Over the years, there have been tweaks and changes that altered the definition of artist, grandfathered in non-artists and legalized legal successors. In all honestly, I don’t think there are any real statistics for the number of true artists living and working in a Soho loft today.

But the biggest change Soho has seen in the past few years has been the organic growth of a thriving retail hub. The neighborhood’s lax zoning has created an eclectic mix of e-commerce startups like The Mango Store, neighborhood bookstores like Housing Works and powerhouse brands like Nike, Amazon and Apple.

This shopping mecca began in earnest around 2010, when big empty spaces and low rents drew early e-commerce pioneers whose success with the millennial shopper sparked a chain reaction that has turned Soho into the second biggest retail sector in New York in annual sales and the 10th nationally.

And I don’t think anyone saw it coming, least of all the people who live there who were among the first to lambast the city as their streets were overrun by sneakerheads when Nike opened its 55,000 s/f store at Spring and Broadway.

Or what about the lines of kids hanging around for the next big drop at Supreme on Lafayette? And let’s not forget the “worst neighbor ever” – Apple and its special guests who draw thousands of people to the neighborhood.


Soho residents have made it pretty clear they consider many of the stores to be bad neighbors with bright lights, noisy nighttime deliveries and special events that draw huge crowds.

Ironically, this retail metropolis emerged despite zoning that prohibits it. Since 2000, the City has granted over 90 special permits in SoHo and NoHo, the majority of which were to allow or legalize retail and residential uses. Within the same timeframe, the number of special permits granted in adjacent Manhattan neighborhoods were just 21.

Over the years, there have been several “crackdowns” by the city on oversized stores, but the crux of the matter is that a patchwork of special permits has now been stitched together to cover a zoning that doesn’t work for a modern neighborhood.

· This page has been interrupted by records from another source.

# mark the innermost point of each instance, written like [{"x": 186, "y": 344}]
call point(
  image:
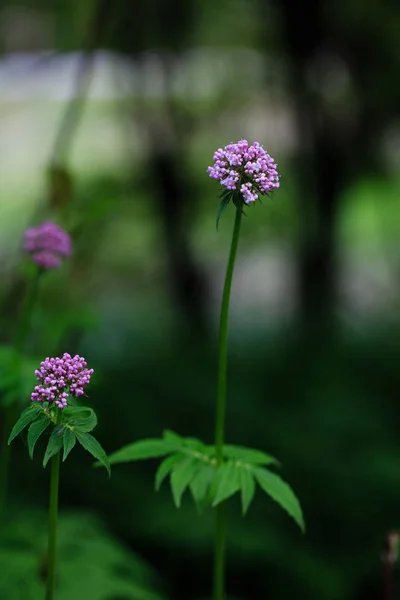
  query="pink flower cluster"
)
[
  {"x": 60, "y": 378},
  {"x": 247, "y": 169},
  {"x": 47, "y": 244}
]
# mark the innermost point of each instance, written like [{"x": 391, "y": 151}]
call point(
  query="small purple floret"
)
[
  {"x": 249, "y": 170},
  {"x": 47, "y": 244},
  {"x": 60, "y": 378}
]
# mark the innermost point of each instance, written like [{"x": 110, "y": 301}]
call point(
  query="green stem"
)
[
  {"x": 53, "y": 516},
  {"x": 9, "y": 411},
  {"x": 220, "y": 532}
]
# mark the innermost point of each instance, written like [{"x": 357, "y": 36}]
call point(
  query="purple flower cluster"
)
[
  {"x": 60, "y": 378},
  {"x": 247, "y": 169},
  {"x": 47, "y": 244}
]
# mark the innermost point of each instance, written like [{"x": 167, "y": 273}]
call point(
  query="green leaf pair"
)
[
  {"x": 76, "y": 422},
  {"x": 192, "y": 465}
]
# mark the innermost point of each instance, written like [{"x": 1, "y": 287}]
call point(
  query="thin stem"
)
[
  {"x": 53, "y": 517},
  {"x": 223, "y": 342},
  {"x": 9, "y": 411},
  {"x": 220, "y": 531}
]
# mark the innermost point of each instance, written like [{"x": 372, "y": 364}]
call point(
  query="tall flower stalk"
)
[
  {"x": 53, "y": 518},
  {"x": 60, "y": 380},
  {"x": 220, "y": 531},
  {"x": 47, "y": 245},
  {"x": 215, "y": 473}
]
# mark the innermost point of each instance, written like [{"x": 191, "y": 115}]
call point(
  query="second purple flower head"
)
[{"x": 48, "y": 244}]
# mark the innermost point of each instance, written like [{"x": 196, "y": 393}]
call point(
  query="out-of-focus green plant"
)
[
  {"x": 92, "y": 564},
  {"x": 60, "y": 379}
]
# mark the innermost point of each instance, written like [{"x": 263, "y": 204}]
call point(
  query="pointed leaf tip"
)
[{"x": 281, "y": 492}]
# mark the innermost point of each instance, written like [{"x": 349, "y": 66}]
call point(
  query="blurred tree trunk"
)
[
  {"x": 321, "y": 165},
  {"x": 167, "y": 32}
]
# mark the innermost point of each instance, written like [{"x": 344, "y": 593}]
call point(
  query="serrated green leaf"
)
[
  {"x": 35, "y": 431},
  {"x": 54, "y": 445},
  {"x": 249, "y": 455},
  {"x": 201, "y": 482},
  {"x": 228, "y": 482},
  {"x": 90, "y": 444},
  {"x": 165, "y": 468},
  {"x": 69, "y": 441},
  {"x": 247, "y": 487},
  {"x": 80, "y": 418},
  {"x": 181, "y": 476},
  {"x": 142, "y": 450},
  {"x": 281, "y": 492},
  {"x": 27, "y": 416},
  {"x": 172, "y": 438}
]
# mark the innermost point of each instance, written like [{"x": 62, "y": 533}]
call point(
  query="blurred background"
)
[{"x": 110, "y": 112}]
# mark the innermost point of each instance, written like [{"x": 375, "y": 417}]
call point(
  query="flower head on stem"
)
[
  {"x": 59, "y": 378},
  {"x": 246, "y": 172}
]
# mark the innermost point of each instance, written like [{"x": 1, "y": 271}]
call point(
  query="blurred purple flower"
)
[
  {"x": 249, "y": 170},
  {"x": 60, "y": 378},
  {"x": 47, "y": 244}
]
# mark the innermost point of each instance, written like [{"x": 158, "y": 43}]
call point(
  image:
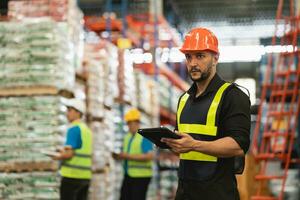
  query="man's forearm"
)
[
  {"x": 224, "y": 147},
  {"x": 141, "y": 157}
]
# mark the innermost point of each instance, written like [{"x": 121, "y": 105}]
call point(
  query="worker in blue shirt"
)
[
  {"x": 137, "y": 155},
  {"x": 76, "y": 155}
]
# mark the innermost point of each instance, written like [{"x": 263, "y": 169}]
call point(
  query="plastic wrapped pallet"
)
[
  {"x": 36, "y": 52},
  {"x": 29, "y": 124},
  {"x": 29, "y": 186},
  {"x": 56, "y": 9},
  {"x": 102, "y": 72}
]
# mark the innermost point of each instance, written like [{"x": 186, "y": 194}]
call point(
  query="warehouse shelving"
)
[{"x": 275, "y": 131}]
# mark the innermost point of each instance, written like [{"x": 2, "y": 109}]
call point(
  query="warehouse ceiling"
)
[
  {"x": 231, "y": 20},
  {"x": 235, "y": 22}
]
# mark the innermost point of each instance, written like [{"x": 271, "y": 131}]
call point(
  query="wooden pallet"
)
[
  {"x": 28, "y": 166},
  {"x": 34, "y": 90}
]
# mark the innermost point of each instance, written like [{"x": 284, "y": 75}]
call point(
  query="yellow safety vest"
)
[
  {"x": 79, "y": 166},
  {"x": 136, "y": 169},
  {"x": 208, "y": 129}
]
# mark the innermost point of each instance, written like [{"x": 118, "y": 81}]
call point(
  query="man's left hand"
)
[
  {"x": 182, "y": 145},
  {"x": 120, "y": 156}
]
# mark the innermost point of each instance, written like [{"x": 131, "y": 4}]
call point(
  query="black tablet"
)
[{"x": 156, "y": 134}]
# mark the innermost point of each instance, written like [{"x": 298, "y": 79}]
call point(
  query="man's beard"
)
[{"x": 204, "y": 75}]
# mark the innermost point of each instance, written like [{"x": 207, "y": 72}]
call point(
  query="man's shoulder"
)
[
  {"x": 235, "y": 90},
  {"x": 74, "y": 129}
]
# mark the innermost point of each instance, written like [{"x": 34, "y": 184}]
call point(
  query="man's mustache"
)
[{"x": 195, "y": 70}]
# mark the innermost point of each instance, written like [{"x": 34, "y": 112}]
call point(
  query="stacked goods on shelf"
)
[
  {"x": 65, "y": 11},
  {"x": 126, "y": 78},
  {"x": 168, "y": 94},
  {"x": 101, "y": 73},
  {"x": 104, "y": 176},
  {"x": 101, "y": 66},
  {"x": 29, "y": 186},
  {"x": 37, "y": 61},
  {"x": 57, "y": 9},
  {"x": 34, "y": 53},
  {"x": 147, "y": 94},
  {"x": 29, "y": 125}
]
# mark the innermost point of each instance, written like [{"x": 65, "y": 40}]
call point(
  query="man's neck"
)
[
  {"x": 76, "y": 120},
  {"x": 201, "y": 86}
]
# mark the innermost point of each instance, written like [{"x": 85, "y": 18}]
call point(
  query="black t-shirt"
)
[{"x": 232, "y": 119}]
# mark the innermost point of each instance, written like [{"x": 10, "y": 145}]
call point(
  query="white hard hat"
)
[{"x": 76, "y": 104}]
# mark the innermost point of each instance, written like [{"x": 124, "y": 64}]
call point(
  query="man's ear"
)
[{"x": 216, "y": 58}]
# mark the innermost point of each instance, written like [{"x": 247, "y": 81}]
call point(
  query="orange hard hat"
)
[
  {"x": 199, "y": 39},
  {"x": 132, "y": 115}
]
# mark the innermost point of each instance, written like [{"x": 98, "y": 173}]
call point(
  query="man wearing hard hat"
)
[
  {"x": 75, "y": 155},
  {"x": 137, "y": 155},
  {"x": 213, "y": 120}
]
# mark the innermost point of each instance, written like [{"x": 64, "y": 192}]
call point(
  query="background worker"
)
[
  {"x": 213, "y": 119},
  {"x": 137, "y": 155},
  {"x": 76, "y": 155}
]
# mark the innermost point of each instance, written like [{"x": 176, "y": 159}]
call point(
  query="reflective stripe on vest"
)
[
  {"x": 209, "y": 129},
  {"x": 136, "y": 168},
  {"x": 79, "y": 166}
]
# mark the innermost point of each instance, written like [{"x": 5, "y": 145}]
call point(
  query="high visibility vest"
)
[
  {"x": 79, "y": 166},
  {"x": 209, "y": 129},
  {"x": 136, "y": 169}
]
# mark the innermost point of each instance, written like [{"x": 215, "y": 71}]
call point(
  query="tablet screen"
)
[{"x": 156, "y": 134}]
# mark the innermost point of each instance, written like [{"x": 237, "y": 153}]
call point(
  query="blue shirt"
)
[
  {"x": 147, "y": 146},
  {"x": 74, "y": 137}
]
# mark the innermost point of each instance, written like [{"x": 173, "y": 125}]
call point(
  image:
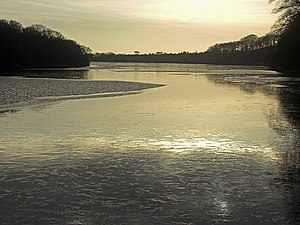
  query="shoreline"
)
[{"x": 18, "y": 92}]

Yet when they hear the word “rezoning” it’s the locals who are first to call foul, claiming it’s all a guise to displace them from their homes, bulldoze the Cast Iron lofts to make way for glass and steel skyscrapers and run artists out of Soho.

I think of rezoning as quite the opposite when it comes to this historic neighborhood.


With Gale Brewer and Margaret Chin, two of the city’s most ardent politicians, leading a six-month community engagement process, Soho has an opportunity to write its own future and, with insight from experts in urban planning, it could bring change that creates peace between residents and retailers.

Rather than bury their heads in the sand, this community-led zoning effort has an opportunity to identify areas where new residential development does make sense and pinpoint corridors that need to be protected and improved. They must advocate for open space and rally for better services. Yes, they must protect their homes, but also consider making room for more.

Margaret Chin

Imagine a walkable neighborhood where every retailer has to operate under the same rules? Where city services can be co-ordinated to accommodate the needs of the many rather than the few? A neighborhood that works for its businesses and its people?

As I see it, Soho today is a diverse mixed-use community with a walkable urban character that can only improve with a roadmap that everyone can follow.

Small-scale improvements in transportation infrastructure would go a long way to improving quality of life for everyone. That includes creating bike lanes and racks, better pedestrian markers, upgraded lighting and roadways, sidewalks and public benches and accessibility for people using wheelchairs and pushing strollers.

Rather than closing the door to businesses who want to be there, and people who want to live there, I believe it is vital that Soho embrace this opportunity to put itself at the forefront of addressing the changing problems of life in a big city and create a neighborhood where no-one will notice the amazing urban planning that makes spaces come alive, that makes moving around easy, keeps trash pickups on schedule and fosters a community of local residents.

As it stands, the unpredictable nature of Soho’s current zoning leaves it open to neglect and blight and a pretender to the Bohemian crown it aspires to.